Among Sheikh Yamani's most notable remarks regarding the future of the oil industry is: “The Stone Age came to an end not for a lack of stones and the oil age will end, but not for a lack of oil.”

In 1975, the assassination of King Faisal of Saudi Arabia, to whom Sheikh Yamani was close, “deeply” affected him, Mai Yamani said. “Life changed for Ahmed Zaki Yamani after that.”

Another defining moment was December 21, 1975, when along with a group of other Opec oil ministers, he was taken hostage by the Venezuelan terrorist Ilich Ramírez Sánchez, also known as Carlos the Jackal, and other militants, at a meeting of the group in Vienna, Austria.

The crisis ended two days later with three people dead. Anis Al Naqqash, one of the hostage takers, died yesterday in Damascus, Syria from Covid-19.

“He was a master of diplomacy. Carlos was telling him you have another 20 minutes and we're going to kill you,” Mai Yamani recalled from her father's narrative of the event. “He sat with him, discussed and debated him. And because he deeply believed in God [he had faith].

“He used to be free and go and sleep under a tree in the mountains, suddenly he had bodyguards watching him all the time,” she added.

Sheikh Yamani was one of the earliest of 335 founding shareholders of Investcorp, the private equity firm that would invest Gulf money internationally, Khaled Al-Zayani, a founding investor himself, who helped establish the company with the late Nemir Kirdar told The National.

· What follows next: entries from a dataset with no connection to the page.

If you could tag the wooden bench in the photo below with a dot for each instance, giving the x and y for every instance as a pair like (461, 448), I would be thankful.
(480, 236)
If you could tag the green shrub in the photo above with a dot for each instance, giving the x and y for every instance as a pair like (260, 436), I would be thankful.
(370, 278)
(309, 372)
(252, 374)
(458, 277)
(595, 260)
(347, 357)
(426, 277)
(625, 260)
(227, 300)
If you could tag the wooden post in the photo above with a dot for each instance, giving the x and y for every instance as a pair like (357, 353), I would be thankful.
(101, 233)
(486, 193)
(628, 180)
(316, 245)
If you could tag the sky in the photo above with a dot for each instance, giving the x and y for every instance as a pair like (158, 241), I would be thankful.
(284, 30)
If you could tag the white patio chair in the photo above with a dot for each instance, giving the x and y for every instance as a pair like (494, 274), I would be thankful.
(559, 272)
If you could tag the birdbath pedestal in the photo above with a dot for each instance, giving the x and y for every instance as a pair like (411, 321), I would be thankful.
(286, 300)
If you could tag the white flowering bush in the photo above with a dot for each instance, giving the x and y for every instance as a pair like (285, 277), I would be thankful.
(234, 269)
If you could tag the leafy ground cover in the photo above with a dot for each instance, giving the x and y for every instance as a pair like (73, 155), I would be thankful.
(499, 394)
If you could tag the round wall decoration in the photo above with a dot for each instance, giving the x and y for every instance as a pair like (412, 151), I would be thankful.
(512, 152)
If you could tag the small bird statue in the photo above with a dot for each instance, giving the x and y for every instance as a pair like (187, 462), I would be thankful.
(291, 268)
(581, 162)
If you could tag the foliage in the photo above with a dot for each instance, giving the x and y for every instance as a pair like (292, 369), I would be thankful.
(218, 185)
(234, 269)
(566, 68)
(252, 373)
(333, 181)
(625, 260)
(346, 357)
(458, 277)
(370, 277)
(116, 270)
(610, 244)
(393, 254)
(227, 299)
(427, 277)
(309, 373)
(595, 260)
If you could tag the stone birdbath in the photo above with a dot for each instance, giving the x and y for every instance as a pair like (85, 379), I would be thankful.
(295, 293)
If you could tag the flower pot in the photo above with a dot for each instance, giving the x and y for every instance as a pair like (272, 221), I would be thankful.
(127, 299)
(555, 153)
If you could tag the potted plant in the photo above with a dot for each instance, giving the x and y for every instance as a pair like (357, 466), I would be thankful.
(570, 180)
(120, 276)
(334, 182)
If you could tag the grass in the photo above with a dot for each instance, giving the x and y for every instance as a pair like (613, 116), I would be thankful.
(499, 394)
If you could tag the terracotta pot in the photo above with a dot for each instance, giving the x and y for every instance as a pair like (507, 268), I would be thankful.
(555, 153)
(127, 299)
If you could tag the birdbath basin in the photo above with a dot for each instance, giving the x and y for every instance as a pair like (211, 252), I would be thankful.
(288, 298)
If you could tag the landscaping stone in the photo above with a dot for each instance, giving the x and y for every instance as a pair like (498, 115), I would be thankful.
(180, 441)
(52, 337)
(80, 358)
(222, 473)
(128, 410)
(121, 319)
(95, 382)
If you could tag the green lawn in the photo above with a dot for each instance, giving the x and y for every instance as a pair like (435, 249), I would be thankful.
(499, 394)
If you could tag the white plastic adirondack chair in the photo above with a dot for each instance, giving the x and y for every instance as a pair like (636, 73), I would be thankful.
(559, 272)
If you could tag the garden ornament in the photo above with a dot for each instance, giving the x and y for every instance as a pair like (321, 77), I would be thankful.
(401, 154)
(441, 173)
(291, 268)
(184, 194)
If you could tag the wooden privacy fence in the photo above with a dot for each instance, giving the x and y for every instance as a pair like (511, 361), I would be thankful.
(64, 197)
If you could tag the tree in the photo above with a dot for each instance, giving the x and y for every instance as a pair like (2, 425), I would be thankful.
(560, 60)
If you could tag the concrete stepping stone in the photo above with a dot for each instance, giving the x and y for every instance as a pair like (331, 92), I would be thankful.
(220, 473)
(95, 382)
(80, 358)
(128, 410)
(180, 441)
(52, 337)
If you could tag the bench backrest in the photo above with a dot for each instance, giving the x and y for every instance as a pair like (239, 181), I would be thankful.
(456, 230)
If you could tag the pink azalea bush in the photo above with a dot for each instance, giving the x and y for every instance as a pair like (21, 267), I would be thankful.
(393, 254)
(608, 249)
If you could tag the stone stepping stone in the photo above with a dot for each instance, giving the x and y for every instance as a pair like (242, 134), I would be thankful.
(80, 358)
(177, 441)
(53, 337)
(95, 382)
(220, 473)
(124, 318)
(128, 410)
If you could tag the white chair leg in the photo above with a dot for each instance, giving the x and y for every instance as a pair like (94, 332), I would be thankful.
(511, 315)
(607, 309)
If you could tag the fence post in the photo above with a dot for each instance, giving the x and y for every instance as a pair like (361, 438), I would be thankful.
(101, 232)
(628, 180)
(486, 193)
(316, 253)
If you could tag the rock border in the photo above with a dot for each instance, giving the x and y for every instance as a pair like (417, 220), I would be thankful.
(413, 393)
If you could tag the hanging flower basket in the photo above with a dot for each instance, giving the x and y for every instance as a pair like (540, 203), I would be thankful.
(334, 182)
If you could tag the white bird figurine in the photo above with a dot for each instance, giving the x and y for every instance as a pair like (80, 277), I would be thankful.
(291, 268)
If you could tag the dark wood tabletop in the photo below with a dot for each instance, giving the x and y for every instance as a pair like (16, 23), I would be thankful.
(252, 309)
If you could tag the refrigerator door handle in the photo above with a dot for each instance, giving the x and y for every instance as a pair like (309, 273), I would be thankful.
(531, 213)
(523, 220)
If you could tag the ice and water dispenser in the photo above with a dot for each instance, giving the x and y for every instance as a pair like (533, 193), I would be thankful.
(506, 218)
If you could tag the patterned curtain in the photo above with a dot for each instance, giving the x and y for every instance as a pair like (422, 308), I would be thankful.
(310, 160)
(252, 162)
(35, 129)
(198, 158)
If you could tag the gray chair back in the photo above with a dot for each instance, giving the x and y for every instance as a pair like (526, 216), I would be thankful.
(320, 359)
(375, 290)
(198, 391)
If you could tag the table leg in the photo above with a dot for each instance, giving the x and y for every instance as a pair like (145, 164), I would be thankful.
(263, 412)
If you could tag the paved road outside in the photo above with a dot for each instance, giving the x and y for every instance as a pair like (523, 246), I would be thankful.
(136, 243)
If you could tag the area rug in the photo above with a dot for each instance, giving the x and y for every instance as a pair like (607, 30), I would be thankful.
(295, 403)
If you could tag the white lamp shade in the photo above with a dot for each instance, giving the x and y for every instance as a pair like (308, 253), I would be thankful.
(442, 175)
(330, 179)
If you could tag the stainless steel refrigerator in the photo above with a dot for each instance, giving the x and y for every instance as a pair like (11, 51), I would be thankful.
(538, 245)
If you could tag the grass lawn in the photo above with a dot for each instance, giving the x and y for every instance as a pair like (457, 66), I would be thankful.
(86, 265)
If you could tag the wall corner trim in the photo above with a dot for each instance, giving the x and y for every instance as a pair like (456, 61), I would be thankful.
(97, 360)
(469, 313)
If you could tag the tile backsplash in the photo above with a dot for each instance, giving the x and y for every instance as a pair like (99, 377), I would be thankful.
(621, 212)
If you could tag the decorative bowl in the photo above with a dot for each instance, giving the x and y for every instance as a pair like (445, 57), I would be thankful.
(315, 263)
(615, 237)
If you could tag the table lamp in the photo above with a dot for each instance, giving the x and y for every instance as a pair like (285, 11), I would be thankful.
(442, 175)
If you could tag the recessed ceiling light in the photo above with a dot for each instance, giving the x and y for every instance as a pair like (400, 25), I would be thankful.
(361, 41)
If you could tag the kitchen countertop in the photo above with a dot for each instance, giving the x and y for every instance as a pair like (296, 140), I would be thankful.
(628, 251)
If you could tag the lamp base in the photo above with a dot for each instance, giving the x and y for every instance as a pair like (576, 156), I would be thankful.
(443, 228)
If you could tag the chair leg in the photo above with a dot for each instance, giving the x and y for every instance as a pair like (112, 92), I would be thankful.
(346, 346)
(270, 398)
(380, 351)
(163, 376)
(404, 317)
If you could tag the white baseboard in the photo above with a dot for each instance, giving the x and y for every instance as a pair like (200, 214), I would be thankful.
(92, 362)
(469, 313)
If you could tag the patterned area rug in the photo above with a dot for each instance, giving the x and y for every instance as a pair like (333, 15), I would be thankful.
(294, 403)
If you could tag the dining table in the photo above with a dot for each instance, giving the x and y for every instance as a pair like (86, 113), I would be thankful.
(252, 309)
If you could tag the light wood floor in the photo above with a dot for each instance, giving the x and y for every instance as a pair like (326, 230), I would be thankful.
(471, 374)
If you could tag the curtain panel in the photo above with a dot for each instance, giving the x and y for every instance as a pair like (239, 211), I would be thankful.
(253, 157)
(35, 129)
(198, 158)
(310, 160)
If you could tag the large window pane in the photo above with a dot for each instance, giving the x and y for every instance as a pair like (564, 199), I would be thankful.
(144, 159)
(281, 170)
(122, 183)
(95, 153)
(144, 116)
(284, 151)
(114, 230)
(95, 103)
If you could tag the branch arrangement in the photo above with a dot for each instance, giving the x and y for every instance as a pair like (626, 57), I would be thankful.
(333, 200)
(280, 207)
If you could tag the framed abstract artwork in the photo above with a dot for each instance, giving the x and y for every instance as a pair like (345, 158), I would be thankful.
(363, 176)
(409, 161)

"He was a very very wise man, a personality that you enjoyed sitting with. He was cultured, had a presence, and was prominent," Mr Al Zayani said.

"He was wise and not impulsive and at that time, at his young age, he was a man in his youth. His energy and ideas were bigger than his age. When you sat with him you respected him. He never let you feel less in anyway."

In 1990, Sheikh Yamani launched the Centre for Global Energy Studies in London, which carried out research on global energy. He also set up a foundation for the preservation and publication of old Arabic and Islamic manuscripts.

Sheikh Yamani's life was not always about the law of supply and demand and oil. He studied astrology, and was a farmer and gardener who liked to grow roses. He was into musicology and sponsored musicians.

“In a way it was all complimentary to oil,” Mai Yamani said.

An avid watch collector, Sheikh Yamani was the majority shareholder in the oldest Swiss watch maker Vacheron Constantin in the 1980s.

“I didn’t know it was such a big thing at the time," she said.

“I have a Vacheron Constantin watch from him with his name engraved on its back.

“He was punctual. If he said he would call you back in 10 minutes, he did.”